For the final evaluation of the reconstruction, it was not possible to compare based on checkpoints as previously completed for the FINE benchmark acquisitions since the reference targets were removed. A direct comparison with the ground truth scanner point cloud was then carried out.
The reference point cloud and the multi-camera reconstruction cloud were oriented by performing a best-fit registration on the surface of the circular access room to the tower. The two clouds were segmented and oriented using the Cloud Compare software (version 2.10). The point cloud transformation matrix, obtained from the best fit, was then applied to the complete point cloud of the multi-camera reconstruction, and the comparison between the two was made. Figure 20 shows some zoomed-in details of the overlapped point clouds (reference in blue, Ant in red). The comparison shows that the photogrammetric reconstruction is complete in all its parts and matches the laser scanner.
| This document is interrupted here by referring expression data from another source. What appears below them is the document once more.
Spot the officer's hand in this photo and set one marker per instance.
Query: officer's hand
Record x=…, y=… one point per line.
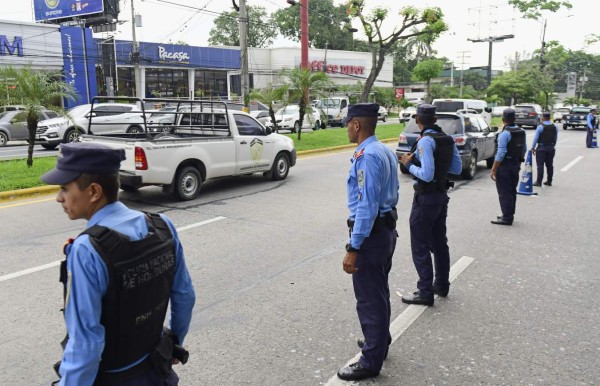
x=350, y=261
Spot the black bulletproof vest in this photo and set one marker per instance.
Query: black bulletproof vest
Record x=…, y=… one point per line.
x=548, y=135
x=516, y=144
x=442, y=156
x=139, y=287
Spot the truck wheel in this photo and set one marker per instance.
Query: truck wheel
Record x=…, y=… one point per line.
x=281, y=167
x=471, y=169
x=188, y=183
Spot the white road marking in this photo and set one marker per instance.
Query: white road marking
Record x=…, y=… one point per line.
x=57, y=263
x=406, y=318
x=571, y=164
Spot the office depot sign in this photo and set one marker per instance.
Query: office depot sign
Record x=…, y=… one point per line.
x=319, y=65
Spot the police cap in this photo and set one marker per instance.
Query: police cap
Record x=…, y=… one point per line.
x=367, y=110
x=83, y=157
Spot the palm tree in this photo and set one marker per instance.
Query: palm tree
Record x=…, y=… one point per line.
x=35, y=90
x=303, y=82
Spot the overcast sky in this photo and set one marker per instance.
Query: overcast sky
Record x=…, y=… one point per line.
x=467, y=19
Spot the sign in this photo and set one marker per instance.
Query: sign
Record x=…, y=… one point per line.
x=8, y=48
x=399, y=93
x=60, y=9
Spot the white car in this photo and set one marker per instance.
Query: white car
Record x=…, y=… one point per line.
x=288, y=118
x=107, y=118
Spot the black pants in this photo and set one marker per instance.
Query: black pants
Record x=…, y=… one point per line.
x=544, y=156
x=372, y=293
x=507, y=179
x=427, y=234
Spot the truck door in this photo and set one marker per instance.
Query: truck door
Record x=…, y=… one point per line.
x=254, y=148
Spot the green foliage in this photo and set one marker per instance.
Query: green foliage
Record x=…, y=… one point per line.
x=226, y=31
x=35, y=90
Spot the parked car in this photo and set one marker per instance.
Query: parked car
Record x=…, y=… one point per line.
x=559, y=113
x=13, y=124
x=475, y=140
x=577, y=117
x=288, y=118
x=107, y=118
x=528, y=114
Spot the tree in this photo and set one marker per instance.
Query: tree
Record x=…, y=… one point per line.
x=35, y=90
x=430, y=18
x=226, y=31
x=303, y=82
x=427, y=70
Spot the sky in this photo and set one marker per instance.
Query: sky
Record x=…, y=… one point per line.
x=165, y=22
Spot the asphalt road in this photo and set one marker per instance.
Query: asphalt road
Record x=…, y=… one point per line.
x=275, y=308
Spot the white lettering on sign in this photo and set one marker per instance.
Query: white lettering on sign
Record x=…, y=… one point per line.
x=180, y=56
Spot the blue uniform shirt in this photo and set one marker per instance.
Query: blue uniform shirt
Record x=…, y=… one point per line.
x=424, y=153
x=539, y=130
x=372, y=186
x=503, y=139
x=87, y=284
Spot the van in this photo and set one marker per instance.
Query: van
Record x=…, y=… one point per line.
x=464, y=105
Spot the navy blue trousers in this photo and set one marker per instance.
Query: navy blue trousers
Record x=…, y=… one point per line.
x=372, y=293
x=544, y=156
x=507, y=179
x=428, y=234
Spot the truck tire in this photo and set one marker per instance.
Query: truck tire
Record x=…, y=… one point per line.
x=471, y=169
x=280, y=168
x=187, y=183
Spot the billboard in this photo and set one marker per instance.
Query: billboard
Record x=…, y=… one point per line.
x=60, y=9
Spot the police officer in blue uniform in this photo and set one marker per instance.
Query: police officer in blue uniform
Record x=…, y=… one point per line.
x=432, y=157
x=119, y=276
x=544, y=140
x=592, y=123
x=512, y=145
x=372, y=187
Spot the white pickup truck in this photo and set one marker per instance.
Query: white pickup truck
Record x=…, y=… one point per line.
x=205, y=140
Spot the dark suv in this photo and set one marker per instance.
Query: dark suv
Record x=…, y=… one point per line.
x=475, y=140
x=528, y=115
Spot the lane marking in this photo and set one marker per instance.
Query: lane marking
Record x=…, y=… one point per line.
x=571, y=164
x=406, y=318
x=57, y=263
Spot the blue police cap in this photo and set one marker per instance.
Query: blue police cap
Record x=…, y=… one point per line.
x=425, y=110
x=83, y=157
x=509, y=114
x=368, y=110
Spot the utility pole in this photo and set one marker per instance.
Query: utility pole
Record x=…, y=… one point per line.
x=244, y=55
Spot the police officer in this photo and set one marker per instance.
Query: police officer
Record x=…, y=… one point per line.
x=372, y=187
x=512, y=145
x=119, y=277
x=432, y=157
x=592, y=123
x=545, y=138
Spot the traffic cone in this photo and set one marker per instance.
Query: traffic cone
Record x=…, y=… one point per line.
x=526, y=184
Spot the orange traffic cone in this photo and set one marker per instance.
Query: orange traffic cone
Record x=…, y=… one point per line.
x=526, y=183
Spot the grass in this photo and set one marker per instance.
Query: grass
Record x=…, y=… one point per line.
x=338, y=136
x=15, y=174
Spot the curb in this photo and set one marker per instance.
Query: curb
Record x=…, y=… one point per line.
x=48, y=189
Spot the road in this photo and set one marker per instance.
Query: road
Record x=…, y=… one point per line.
x=275, y=308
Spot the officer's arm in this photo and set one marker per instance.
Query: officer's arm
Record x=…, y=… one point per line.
x=183, y=296
x=368, y=204
x=87, y=282
x=425, y=172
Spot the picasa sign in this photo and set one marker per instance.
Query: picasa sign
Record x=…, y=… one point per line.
x=8, y=48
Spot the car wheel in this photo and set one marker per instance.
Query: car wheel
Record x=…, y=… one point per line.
x=281, y=167
x=471, y=169
x=72, y=135
x=188, y=183
x=135, y=130
x=49, y=146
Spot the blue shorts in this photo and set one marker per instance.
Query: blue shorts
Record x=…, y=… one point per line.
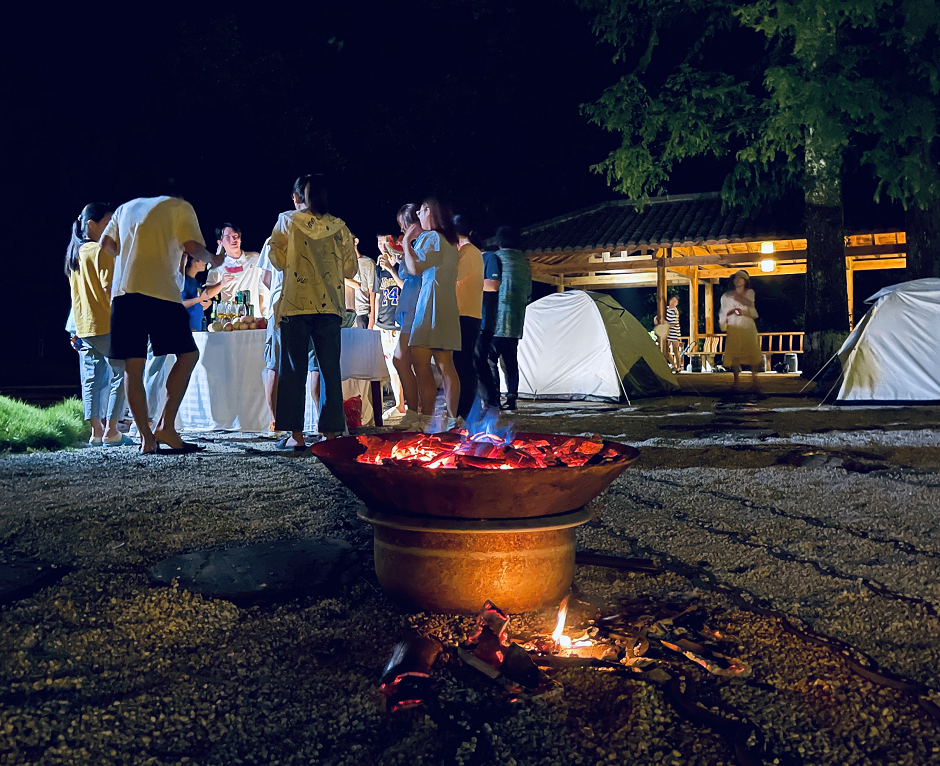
x=272, y=350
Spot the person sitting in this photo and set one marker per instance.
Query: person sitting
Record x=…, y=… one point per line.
x=90, y=270
x=148, y=237
x=196, y=299
x=315, y=253
x=239, y=271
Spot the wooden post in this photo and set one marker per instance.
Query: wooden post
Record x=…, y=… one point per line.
x=709, y=308
x=850, y=289
x=661, y=282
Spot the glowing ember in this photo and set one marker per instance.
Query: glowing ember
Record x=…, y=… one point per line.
x=483, y=450
x=558, y=635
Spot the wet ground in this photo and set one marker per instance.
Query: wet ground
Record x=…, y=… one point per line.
x=828, y=516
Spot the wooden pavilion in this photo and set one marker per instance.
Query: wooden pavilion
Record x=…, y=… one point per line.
x=687, y=240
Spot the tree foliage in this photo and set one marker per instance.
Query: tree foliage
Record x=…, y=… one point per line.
x=831, y=74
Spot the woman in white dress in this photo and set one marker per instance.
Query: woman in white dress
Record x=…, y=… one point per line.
x=409, y=284
x=742, y=345
x=435, y=330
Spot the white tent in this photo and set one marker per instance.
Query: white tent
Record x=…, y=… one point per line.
x=894, y=353
x=585, y=346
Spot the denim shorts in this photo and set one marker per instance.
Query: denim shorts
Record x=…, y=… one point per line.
x=272, y=350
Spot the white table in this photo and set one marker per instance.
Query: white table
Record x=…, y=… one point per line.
x=226, y=391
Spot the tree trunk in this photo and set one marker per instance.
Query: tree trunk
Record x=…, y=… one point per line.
x=923, y=242
x=827, y=302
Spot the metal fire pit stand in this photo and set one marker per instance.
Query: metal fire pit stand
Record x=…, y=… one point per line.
x=454, y=565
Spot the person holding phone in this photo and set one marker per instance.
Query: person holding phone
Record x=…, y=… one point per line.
x=736, y=317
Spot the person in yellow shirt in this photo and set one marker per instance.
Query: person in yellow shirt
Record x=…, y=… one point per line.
x=314, y=250
x=89, y=270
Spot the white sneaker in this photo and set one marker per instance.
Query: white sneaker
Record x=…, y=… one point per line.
x=411, y=421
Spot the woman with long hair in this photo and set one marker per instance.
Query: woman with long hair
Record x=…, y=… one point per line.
x=89, y=269
x=431, y=251
x=742, y=344
x=407, y=300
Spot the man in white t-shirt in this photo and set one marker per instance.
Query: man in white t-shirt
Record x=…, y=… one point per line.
x=239, y=271
x=149, y=238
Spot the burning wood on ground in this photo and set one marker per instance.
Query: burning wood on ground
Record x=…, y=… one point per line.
x=484, y=451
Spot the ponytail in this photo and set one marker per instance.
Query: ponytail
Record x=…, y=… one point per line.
x=93, y=211
x=315, y=195
x=71, y=254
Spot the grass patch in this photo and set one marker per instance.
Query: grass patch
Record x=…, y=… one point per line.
x=24, y=427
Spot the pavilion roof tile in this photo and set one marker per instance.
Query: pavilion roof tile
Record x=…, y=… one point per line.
x=688, y=219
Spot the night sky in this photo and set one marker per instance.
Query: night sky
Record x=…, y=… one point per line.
x=475, y=101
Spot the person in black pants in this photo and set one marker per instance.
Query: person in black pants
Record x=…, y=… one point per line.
x=515, y=290
x=487, y=385
x=470, y=305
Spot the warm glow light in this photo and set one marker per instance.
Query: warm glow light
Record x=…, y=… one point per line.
x=558, y=636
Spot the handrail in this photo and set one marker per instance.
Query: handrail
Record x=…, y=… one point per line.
x=770, y=343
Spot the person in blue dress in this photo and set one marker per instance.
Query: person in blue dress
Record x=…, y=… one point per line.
x=431, y=251
x=407, y=300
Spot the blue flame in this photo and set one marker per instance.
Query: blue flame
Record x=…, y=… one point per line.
x=484, y=424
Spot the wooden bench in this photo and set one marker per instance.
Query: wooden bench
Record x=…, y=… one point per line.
x=770, y=343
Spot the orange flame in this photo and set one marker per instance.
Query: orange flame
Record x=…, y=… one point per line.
x=558, y=635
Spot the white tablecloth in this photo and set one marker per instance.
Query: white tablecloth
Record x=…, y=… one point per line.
x=227, y=387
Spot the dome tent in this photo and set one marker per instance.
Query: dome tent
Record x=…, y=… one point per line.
x=581, y=346
x=891, y=356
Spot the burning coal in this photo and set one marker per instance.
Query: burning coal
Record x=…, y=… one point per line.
x=486, y=443
x=483, y=451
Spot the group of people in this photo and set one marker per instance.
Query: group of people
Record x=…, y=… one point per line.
x=445, y=308
x=736, y=318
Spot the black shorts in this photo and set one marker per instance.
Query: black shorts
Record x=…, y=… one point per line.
x=137, y=318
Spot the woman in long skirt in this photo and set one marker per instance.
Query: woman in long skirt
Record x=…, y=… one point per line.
x=742, y=345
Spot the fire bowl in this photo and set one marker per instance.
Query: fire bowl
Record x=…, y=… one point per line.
x=467, y=492
x=454, y=565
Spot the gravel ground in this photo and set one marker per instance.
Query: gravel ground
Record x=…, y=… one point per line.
x=828, y=516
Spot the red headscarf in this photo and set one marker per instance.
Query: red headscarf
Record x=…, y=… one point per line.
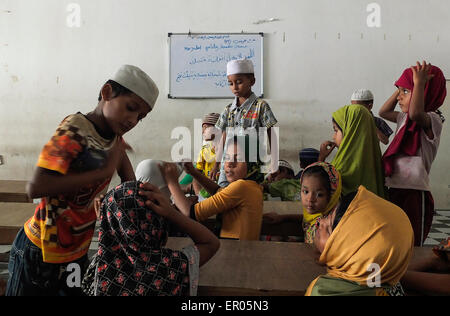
x=407, y=140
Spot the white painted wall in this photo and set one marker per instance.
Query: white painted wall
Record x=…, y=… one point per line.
x=315, y=56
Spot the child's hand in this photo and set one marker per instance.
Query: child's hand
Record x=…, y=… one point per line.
x=155, y=199
x=188, y=166
x=97, y=204
x=272, y=218
x=421, y=74
x=325, y=149
x=169, y=172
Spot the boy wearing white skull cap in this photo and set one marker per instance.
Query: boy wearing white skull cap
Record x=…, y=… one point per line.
x=73, y=168
x=365, y=98
x=246, y=111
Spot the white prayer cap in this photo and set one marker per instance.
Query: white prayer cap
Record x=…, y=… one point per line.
x=148, y=171
x=134, y=79
x=362, y=95
x=284, y=163
x=240, y=66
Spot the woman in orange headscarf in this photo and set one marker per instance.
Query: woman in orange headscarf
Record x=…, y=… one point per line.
x=366, y=251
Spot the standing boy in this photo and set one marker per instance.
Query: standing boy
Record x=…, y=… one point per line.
x=74, y=167
x=364, y=97
x=246, y=112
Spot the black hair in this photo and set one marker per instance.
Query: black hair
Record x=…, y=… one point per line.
x=289, y=171
x=319, y=172
x=117, y=89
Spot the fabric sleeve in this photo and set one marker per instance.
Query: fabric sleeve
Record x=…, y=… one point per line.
x=222, y=122
x=267, y=118
x=224, y=200
x=193, y=256
x=436, y=127
x=62, y=149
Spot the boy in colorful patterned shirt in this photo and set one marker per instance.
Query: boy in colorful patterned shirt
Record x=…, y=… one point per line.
x=246, y=112
x=74, y=167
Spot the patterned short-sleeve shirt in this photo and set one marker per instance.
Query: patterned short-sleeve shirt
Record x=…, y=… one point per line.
x=253, y=113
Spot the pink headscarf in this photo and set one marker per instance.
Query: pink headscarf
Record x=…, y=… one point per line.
x=407, y=140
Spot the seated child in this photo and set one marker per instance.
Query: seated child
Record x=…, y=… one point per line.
x=364, y=97
x=131, y=259
x=366, y=245
x=239, y=206
x=430, y=275
x=282, y=183
x=320, y=193
x=207, y=156
x=358, y=158
x=306, y=156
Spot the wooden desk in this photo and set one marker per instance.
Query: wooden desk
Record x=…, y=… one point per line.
x=12, y=217
x=13, y=191
x=256, y=268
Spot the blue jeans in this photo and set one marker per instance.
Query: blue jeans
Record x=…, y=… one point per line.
x=29, y=275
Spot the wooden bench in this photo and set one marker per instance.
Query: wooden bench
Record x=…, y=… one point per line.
x=14, y=191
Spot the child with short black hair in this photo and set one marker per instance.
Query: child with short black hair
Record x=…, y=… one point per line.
x=74, y=167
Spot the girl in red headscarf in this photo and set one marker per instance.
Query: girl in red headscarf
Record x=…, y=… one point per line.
x=407, y=161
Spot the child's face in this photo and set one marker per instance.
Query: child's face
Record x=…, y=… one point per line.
x=123, y=112
x=241, y=84
x=337, y=135
x=206, y=132
x=404, y=98
x=235, y=167
x=315, y=196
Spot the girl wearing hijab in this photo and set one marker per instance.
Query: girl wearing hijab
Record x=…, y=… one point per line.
x=239, y=206
x=131, y=258
x=358, y=158
x=320, y=193
x=407, y=161
x=366, y=245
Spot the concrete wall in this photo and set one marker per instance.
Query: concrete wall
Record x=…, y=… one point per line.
x=316, y=54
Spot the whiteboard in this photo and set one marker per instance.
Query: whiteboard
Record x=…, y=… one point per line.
x=198, y=63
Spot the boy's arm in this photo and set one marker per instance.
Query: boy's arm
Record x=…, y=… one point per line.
x=205, y=241
x=417, y=106
x=210, y=186
x=387, y=110
x=125, y=170
x=46, y=182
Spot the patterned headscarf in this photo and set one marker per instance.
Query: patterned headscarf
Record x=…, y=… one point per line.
x=310, y=220
x=131, y=259
x=407, y=139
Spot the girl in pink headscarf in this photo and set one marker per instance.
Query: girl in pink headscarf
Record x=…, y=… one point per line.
x=407, y=161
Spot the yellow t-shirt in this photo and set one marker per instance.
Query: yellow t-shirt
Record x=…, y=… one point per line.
x=206, y=159
x=241, y=203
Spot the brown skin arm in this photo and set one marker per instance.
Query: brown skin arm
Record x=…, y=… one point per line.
x=47, y=182
x=205, y=241
x=417, y=106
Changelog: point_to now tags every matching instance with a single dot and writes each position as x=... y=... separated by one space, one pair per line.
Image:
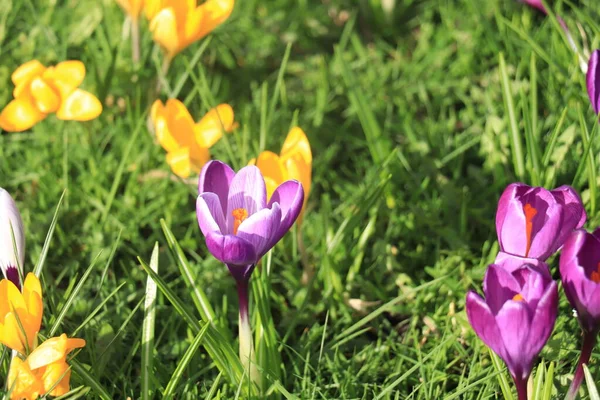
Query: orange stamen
x=518 y=297
x=530 y=212
x=239 y=215
x=596 y=274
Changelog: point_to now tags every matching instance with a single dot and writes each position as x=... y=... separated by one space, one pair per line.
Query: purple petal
x=593 y=81
x=260 y=228
x=290 y=197
x=209 y=213
x=248 y=192
x=514 y=323
x=483 y=322
x=216 y=177
x=230 y=249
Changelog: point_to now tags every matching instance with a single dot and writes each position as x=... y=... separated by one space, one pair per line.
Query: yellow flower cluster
x=36 y=370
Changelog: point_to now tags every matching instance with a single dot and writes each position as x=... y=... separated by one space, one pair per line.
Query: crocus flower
x=580 y=274
x=187 y=143
x=516 y=317
x=294 y=162
x=176 y=24
x=533 y=222
x=20 y=313
x=40 y=91
x=593 y=81
x=45 y=371
x=11 y=226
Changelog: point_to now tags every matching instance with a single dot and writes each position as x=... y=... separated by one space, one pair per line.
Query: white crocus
x=12 y=252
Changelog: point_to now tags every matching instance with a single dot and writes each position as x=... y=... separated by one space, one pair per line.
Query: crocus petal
x=79 y=106
x=216 y=177
x=593 y=80
x=231 y=249
x=210 y=213
x=20 y=115
x=290 y=196
x=11 y=226
x=247 y=191
x=260 y=229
The maximum deviation between the clouds, measured by performing sections in correspondence of the most extreme areas, was 4 cm at maximum, certifying the survey as suitable for the scale of architectural representation of 1:100. Figure 21 shows the survey trajectory followed during the acquisition.
After the initial evaluation, the system was thoroughly put to the test further in similar scenarios to the one just presented, i.e., the main target application for the multi-camera, as well as for other types of applications not originally considered. Among the tests performed in the target application, most notably, Ant3D was used to complete the survey of the network of narrow spaces and staircases of Milan’s Cathedral (Figure 22), partially presented in [22]. Among the tests performed in other scenarios, there is (i) the acquisition of a mountain trail path [5], (ii) the acquisition of large [23] and narrow [24] mining tunnels (Figure 23), and (iii) the survey of a historical garden [50].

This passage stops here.